Hi, I know this is not the most, shall we say, everyday language question you're likely to come accross. However, I have been practising my Tamil and a friend (who doesn't speak Tamil, so I couldn't ask her ) challenged me to say, "I love trees."

My attempt is:

"நான் மரத்தைகள் காதலிக்கிறேன்"

The biggest probelm I had was I wasn't sure whether to put the plural marker, or the case suffix first, or indeed if my use of either is correct. Also, I used காதலிக்கிறேன், which I know is more "romantic love," the only reason for this is I don't know any other word for "to love" .

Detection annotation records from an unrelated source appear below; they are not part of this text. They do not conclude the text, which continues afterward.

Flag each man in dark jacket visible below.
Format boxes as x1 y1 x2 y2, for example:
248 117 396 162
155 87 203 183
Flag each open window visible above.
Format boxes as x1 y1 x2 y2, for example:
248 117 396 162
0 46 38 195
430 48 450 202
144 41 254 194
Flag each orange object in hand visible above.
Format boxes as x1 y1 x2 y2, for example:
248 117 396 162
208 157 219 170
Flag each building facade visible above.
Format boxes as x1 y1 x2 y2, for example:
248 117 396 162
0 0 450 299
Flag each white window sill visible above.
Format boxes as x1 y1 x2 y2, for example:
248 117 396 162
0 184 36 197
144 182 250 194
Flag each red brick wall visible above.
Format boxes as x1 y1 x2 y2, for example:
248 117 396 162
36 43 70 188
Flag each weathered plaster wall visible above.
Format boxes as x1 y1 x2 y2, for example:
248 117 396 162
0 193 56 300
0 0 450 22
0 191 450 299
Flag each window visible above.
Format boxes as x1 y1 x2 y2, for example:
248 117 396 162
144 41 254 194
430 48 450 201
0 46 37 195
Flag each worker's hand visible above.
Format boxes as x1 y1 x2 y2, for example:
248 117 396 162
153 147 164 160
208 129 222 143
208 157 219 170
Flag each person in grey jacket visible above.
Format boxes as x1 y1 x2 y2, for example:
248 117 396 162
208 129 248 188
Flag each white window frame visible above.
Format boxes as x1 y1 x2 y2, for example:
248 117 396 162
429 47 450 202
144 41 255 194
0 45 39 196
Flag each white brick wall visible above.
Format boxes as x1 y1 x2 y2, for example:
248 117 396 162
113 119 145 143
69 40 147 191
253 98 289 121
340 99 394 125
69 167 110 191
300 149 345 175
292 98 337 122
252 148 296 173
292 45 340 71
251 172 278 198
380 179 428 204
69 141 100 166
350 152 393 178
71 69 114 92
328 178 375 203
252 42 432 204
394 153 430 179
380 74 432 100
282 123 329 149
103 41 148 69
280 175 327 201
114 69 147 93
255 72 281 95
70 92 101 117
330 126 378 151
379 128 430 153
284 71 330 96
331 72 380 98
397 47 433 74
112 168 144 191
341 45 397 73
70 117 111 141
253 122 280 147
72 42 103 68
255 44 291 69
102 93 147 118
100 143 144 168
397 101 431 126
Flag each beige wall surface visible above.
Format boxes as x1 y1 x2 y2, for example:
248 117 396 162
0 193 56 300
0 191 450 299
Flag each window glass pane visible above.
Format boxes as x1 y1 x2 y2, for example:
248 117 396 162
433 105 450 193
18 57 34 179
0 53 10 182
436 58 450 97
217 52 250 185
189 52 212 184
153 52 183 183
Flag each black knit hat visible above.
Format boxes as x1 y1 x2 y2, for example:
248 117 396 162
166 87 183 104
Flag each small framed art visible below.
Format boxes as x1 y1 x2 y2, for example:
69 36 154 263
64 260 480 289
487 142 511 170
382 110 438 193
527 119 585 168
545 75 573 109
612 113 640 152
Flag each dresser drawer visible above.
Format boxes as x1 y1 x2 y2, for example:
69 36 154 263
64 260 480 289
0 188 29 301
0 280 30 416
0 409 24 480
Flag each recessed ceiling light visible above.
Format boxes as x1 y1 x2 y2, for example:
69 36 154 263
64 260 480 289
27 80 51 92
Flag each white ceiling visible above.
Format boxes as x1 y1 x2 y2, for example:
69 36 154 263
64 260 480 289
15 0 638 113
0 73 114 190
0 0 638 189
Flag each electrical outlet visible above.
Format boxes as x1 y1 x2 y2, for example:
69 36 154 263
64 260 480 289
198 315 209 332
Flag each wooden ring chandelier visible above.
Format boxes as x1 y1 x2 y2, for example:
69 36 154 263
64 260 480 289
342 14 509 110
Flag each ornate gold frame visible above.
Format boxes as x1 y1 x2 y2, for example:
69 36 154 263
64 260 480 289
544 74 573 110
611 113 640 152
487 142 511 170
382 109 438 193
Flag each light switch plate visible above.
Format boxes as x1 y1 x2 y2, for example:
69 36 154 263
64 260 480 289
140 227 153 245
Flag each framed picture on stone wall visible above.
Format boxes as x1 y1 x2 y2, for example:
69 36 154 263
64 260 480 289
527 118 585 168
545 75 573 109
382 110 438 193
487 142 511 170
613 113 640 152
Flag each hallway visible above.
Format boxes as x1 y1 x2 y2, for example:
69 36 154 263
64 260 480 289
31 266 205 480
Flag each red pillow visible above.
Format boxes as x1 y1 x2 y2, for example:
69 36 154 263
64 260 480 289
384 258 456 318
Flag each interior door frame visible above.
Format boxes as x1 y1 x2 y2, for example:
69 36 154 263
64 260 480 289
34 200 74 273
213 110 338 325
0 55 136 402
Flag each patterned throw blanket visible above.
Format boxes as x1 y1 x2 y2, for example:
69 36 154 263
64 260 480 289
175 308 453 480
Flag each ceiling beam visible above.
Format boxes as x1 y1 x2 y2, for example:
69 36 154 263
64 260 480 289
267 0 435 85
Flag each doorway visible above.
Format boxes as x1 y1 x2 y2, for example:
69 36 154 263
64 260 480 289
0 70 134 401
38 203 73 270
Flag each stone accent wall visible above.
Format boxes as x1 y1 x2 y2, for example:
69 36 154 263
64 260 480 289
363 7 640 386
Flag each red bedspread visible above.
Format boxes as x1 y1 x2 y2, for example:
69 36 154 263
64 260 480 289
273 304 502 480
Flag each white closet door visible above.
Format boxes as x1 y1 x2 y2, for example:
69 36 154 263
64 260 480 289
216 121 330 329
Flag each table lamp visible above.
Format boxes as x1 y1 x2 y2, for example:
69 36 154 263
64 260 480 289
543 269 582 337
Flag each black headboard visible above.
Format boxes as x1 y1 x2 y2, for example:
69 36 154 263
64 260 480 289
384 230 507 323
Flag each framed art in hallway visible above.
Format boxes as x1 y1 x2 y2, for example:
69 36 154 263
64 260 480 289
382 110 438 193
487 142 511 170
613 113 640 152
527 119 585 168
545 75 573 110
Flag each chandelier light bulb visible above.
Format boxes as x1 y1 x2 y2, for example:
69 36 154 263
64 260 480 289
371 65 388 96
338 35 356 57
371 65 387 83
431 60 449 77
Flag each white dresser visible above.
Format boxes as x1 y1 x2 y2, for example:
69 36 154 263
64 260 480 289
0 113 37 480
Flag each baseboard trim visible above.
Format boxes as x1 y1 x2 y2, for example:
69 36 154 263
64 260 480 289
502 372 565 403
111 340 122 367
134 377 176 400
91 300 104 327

I was just wondering whether this sentence is correct and whether or not it could be improved in anyway.

Thanks.


----------



## Alexandre8

I can't say I could help you with this unfortunately, but I am happy to see some express interest in the Thamil language. I went to Thamil Nadu, and have come back very intruiged to learn their language. I have just about mastered the alphabet, but I have no idea about anything else. I figure that it is an agglutinative language? 

Good luck with a response


----------



## alaethea

நான் மரங்களை நேசிக்கின்றேன் 

நான் - I

மரம்-tree

மரம் + கள் = மரங்கள் - trees   
ம் + க = ங்க

மரங்களை- trees (as subject of the verb நேசிக்கின்றேன்)
மரங்கள் + ஐ = மரங்களை

நேசிப்பது- to love

நேசி + இன்றேன் = நேசிக்கின்றேன் (First person conjugation)

That's pretty much there is to it.


----------



## alaethea

நேசிக்கிறேன்  is alright too.
We have two types of present tense. Three, actually. But don't bother youurself with the other two. Anyone of them will do fine.


----------